For a country so dedicated to the pursuit of dosh, it seems to me incomprehensible that Americans have such poor aesthetic taste when it comes to the design of their currency. The US "Greenback" seen in a thousand gangster movies, might well be iconic but it is also illogical and hard to understand - and not just for the jet-lagged foreign visitor.
Notes are all similarly sized and share ugly gray and olive green colours which makes them tricky to differentiate from one another. The unfamiliar foreigner often runs the risk of picking up the wrong note when searching through a fresh wad from the Bureau de Change and trying to pay for their service, a British friend once left $100 at a restaurant rather than the Ten Dollar tip he intended. Also, though I'm no expert on counterfeitting, but American notes don't seem to have much in the way of security features and could surely be copied more easily than Pounds or Euros. US Monopoply-board money also has an annoying tendency to stick together: I once gave away two twenty dollar notes for a hot dog in Little Italy, my protestations for the correct change were unproductive. It's not only the notes that don't make sense: the nickel coin (five cents) is actually - bizarrely - bigger than dime (ten cents).
Okay, after a while you do start adjusting to these things: you get to differentiate between the Founding Father designs of the notes and realise that the dime is differentiated from the nickel as it's a little bit shinier, but it does seem unecessary. For a country that built itself of on its rationality and logic it does seem, well, irrational and illogical. Maybe they could take a leaf out of the British book with our nice multi-sized and colourful currency.
The other interesting thing is the American reliance on the One Dollar Note. The BoE decided that it wasn't worth printing a Pound note back in 1988 but yet the US reliance on the single dollar note, currently worth about 60p, is retained. Why? Maybe it is because it is easier for bar staff who earn a dollar a drink served in their tip money (as is custom here)? Maybe the extra paper money gives a comforting illusion of wealth? Maybe no politician has the cojones to abolish a note with George Washington on it? I don't know.

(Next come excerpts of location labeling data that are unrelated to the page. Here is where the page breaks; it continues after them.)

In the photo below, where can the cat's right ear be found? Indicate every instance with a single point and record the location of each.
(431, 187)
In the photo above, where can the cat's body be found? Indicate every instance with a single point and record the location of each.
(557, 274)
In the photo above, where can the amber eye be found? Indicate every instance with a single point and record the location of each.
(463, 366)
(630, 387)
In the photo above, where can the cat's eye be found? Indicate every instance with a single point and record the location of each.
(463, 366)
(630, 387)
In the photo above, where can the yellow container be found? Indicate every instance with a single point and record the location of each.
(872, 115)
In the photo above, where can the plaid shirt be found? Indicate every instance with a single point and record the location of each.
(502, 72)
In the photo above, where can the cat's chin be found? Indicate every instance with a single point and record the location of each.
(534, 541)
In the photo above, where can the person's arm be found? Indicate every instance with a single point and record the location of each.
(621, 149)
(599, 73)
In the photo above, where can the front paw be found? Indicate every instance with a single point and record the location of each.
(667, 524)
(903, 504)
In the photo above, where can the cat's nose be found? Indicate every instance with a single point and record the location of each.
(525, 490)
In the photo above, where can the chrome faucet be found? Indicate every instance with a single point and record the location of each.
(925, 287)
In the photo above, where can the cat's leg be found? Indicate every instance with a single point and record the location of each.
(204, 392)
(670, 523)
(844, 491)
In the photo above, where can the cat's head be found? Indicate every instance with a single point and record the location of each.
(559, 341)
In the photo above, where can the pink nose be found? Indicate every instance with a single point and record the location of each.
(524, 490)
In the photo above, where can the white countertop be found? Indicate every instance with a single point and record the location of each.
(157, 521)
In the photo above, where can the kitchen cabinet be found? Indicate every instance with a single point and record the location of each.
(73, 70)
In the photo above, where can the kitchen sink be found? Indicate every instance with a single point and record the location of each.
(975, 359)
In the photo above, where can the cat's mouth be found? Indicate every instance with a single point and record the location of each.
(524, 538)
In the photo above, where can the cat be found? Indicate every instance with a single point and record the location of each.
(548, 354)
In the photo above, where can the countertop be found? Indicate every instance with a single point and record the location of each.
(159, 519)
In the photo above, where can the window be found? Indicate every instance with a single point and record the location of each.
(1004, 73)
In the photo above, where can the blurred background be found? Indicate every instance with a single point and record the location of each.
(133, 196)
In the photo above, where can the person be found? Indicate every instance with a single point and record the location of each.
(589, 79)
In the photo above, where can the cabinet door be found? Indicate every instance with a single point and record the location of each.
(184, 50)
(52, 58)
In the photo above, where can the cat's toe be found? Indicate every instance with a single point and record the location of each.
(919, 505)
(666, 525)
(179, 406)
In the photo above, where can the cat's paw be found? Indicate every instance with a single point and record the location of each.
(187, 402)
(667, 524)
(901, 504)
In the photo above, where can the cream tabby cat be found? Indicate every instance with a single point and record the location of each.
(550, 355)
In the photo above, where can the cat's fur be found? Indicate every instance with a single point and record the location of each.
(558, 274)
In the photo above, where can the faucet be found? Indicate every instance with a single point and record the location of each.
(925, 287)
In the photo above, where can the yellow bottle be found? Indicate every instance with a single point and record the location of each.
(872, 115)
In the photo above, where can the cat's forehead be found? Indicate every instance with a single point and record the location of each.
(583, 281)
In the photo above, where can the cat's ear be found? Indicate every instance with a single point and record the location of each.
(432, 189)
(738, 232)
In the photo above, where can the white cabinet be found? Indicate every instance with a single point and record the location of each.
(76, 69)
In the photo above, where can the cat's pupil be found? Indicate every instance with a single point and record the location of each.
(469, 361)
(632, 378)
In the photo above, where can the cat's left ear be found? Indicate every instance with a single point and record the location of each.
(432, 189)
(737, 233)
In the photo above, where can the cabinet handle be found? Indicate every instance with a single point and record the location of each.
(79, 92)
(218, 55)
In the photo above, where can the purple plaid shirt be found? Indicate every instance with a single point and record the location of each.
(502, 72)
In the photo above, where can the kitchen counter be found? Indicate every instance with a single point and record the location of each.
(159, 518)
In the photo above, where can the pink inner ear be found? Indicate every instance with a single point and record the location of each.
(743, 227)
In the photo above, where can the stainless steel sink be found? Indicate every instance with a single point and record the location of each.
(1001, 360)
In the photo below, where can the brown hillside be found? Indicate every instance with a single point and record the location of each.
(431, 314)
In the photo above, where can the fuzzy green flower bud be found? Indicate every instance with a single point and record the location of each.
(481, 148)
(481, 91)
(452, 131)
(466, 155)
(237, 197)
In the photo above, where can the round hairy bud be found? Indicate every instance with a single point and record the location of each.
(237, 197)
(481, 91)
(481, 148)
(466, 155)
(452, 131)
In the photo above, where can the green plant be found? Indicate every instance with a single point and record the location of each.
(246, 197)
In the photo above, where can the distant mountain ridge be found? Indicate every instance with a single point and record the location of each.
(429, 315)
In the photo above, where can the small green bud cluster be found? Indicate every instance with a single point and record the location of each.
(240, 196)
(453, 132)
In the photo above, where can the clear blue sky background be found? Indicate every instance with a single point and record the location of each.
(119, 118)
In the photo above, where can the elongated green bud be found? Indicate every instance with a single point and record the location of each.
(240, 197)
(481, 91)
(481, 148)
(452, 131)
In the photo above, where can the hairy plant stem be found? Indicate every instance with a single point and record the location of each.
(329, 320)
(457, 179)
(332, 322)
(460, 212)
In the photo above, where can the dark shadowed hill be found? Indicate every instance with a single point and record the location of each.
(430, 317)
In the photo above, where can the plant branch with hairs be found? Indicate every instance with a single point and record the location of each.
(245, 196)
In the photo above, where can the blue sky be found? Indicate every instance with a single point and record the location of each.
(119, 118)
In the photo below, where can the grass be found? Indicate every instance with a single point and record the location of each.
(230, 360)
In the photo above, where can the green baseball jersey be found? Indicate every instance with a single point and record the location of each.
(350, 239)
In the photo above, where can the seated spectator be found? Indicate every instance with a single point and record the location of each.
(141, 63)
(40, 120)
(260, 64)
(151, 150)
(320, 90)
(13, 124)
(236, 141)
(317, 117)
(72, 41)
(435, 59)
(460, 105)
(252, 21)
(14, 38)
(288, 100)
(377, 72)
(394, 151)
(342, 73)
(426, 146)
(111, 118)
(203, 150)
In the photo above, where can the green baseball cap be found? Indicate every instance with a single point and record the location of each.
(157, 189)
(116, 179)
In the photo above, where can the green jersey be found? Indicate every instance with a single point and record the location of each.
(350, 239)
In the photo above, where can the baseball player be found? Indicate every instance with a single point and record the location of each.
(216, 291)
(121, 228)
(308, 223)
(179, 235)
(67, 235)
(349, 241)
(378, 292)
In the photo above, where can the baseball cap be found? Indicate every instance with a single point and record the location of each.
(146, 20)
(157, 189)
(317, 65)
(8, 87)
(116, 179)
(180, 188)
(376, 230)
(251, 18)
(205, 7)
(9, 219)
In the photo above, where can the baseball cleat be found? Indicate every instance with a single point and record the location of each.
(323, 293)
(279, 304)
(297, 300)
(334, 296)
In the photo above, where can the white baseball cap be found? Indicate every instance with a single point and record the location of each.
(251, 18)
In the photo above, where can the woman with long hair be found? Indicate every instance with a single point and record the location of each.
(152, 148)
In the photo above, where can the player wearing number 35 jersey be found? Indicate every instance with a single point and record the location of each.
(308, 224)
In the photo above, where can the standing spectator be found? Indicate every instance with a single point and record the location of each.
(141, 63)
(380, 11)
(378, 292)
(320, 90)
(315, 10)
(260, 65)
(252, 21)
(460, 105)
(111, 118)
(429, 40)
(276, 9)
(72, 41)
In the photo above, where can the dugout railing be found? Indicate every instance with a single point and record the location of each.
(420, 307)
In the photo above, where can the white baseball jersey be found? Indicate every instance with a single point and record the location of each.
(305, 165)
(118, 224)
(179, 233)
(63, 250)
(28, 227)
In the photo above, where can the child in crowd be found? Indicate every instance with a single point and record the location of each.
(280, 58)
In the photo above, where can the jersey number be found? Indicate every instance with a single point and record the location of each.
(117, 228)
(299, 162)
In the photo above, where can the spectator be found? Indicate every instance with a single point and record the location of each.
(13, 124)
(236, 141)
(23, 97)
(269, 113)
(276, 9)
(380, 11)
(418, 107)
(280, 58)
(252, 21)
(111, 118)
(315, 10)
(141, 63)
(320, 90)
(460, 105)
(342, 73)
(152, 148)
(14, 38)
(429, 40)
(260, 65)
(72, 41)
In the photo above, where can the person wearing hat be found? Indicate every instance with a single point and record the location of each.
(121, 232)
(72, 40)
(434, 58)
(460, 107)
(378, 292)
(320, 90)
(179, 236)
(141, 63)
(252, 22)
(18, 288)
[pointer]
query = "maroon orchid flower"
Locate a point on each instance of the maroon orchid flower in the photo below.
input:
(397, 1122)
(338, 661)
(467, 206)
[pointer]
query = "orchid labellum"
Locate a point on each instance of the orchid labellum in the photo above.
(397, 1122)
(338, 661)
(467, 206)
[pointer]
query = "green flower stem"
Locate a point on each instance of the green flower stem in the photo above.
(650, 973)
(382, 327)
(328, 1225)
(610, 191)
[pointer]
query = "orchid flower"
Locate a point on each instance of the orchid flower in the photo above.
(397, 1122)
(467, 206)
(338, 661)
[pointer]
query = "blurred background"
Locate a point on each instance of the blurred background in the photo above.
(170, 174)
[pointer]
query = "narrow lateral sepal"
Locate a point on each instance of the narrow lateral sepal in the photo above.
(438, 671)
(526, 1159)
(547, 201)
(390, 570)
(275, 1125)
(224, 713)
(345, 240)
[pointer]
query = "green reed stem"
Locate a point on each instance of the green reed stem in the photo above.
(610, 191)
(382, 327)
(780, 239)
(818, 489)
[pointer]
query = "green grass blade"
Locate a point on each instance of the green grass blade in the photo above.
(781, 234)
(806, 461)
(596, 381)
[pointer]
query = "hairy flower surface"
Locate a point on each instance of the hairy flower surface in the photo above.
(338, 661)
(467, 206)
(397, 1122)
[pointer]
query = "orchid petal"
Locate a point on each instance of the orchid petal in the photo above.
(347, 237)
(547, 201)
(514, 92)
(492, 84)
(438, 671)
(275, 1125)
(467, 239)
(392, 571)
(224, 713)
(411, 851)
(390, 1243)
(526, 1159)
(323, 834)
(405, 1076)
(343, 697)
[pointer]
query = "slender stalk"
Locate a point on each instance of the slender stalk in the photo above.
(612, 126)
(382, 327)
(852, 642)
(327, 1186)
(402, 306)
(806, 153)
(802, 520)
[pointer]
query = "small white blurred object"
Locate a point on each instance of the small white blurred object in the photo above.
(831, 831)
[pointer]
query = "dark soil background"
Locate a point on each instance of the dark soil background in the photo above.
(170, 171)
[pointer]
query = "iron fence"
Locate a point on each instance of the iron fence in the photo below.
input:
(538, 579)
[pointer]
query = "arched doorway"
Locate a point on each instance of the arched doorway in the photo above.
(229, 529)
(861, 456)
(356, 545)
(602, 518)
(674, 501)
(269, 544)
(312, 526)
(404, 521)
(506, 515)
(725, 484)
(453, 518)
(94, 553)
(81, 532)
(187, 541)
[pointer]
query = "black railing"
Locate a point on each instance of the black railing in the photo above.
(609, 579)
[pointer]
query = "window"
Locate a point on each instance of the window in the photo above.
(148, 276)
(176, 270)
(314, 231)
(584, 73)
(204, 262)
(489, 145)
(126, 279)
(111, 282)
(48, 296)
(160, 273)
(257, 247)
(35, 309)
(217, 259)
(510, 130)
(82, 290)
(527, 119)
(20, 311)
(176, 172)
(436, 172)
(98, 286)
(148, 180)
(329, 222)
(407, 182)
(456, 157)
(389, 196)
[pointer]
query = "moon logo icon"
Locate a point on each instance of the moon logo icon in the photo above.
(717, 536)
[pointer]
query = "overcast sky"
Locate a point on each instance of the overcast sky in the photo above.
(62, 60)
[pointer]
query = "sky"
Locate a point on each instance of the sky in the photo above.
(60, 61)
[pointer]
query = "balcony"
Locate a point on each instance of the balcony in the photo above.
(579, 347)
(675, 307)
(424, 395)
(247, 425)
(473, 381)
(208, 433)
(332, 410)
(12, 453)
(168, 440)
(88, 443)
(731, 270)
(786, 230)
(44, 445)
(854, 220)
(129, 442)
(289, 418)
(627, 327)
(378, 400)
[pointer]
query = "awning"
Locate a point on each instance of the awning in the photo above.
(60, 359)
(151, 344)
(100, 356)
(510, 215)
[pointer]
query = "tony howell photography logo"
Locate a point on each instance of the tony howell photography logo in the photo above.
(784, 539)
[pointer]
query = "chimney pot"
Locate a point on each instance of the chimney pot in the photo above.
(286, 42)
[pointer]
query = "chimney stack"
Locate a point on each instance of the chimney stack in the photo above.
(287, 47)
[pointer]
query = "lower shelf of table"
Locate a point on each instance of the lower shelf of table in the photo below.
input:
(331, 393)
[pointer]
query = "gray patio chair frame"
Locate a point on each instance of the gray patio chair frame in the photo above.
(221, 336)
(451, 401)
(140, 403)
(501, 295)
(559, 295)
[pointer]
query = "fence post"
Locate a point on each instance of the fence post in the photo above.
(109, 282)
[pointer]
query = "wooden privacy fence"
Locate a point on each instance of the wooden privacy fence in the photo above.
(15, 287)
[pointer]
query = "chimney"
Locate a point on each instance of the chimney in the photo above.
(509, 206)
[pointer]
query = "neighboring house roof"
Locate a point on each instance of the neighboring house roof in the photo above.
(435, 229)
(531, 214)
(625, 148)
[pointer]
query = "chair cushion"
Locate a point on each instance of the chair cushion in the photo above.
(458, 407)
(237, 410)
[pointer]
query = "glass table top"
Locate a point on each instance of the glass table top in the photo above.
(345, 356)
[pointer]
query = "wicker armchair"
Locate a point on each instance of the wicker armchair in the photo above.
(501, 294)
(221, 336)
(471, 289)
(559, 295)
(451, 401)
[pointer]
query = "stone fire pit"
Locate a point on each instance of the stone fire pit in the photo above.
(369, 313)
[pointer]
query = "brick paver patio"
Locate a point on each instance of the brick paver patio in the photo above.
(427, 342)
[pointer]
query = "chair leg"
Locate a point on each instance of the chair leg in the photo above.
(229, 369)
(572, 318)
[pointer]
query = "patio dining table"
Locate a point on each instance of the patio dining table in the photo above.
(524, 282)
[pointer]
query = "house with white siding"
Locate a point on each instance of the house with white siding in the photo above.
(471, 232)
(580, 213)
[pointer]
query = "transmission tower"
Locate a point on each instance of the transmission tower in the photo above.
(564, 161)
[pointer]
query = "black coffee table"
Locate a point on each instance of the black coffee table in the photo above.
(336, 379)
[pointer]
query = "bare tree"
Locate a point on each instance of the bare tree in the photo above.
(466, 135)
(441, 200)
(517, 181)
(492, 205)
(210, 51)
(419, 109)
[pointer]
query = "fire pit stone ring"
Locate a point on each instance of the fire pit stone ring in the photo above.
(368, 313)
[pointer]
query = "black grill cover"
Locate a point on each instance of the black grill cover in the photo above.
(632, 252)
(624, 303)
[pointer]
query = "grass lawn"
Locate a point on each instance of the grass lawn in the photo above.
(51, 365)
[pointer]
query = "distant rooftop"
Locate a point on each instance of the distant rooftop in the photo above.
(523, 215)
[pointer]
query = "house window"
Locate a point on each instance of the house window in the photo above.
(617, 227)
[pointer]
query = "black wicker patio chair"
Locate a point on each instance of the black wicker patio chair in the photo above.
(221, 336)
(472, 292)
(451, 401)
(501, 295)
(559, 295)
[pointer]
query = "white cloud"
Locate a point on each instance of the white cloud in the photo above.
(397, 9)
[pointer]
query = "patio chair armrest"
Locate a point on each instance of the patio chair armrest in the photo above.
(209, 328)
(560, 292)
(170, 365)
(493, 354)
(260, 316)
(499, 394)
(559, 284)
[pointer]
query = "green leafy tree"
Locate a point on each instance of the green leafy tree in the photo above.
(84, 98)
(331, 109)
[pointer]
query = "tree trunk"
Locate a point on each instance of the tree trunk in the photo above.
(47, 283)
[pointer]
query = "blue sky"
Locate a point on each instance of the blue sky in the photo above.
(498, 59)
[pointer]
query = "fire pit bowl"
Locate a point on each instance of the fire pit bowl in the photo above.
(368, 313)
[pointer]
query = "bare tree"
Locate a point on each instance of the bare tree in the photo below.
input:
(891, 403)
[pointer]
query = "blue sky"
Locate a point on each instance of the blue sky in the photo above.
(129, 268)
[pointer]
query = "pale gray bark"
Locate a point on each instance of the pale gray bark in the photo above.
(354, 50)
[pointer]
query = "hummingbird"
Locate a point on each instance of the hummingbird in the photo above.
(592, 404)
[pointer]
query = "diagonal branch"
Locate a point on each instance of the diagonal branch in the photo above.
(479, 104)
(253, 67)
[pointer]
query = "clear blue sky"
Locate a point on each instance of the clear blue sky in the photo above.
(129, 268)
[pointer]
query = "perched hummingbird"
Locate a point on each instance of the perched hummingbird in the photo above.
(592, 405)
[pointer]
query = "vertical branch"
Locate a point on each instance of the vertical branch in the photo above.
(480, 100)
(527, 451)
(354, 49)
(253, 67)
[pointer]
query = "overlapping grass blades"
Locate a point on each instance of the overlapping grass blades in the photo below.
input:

The other thing worth mentioning here is the American Automatic Telling Machine (they don't talk about Cash Machines or The "Hole in the Wall". The experience of dispensing our cash costs Americans a lot more than us Brits. Almost all charge, unless you belong to a specific bank. The typical fee is about $1.50 to $3 in NYC whilst we only pay for the really rubbish ones in Cost Cutter when we are really desperate. On the flip side, there do seem to be more ATMs to find in NYC and the ones owned by the banks offer a few extra things, including info on your recent transactions. That said, I always shake the cover of any shifty-looking ATM I use, in case it has a card-cloning cover after my card got copied in London last Summer, and had £100 stolen by some guy in Kuala Lumpur.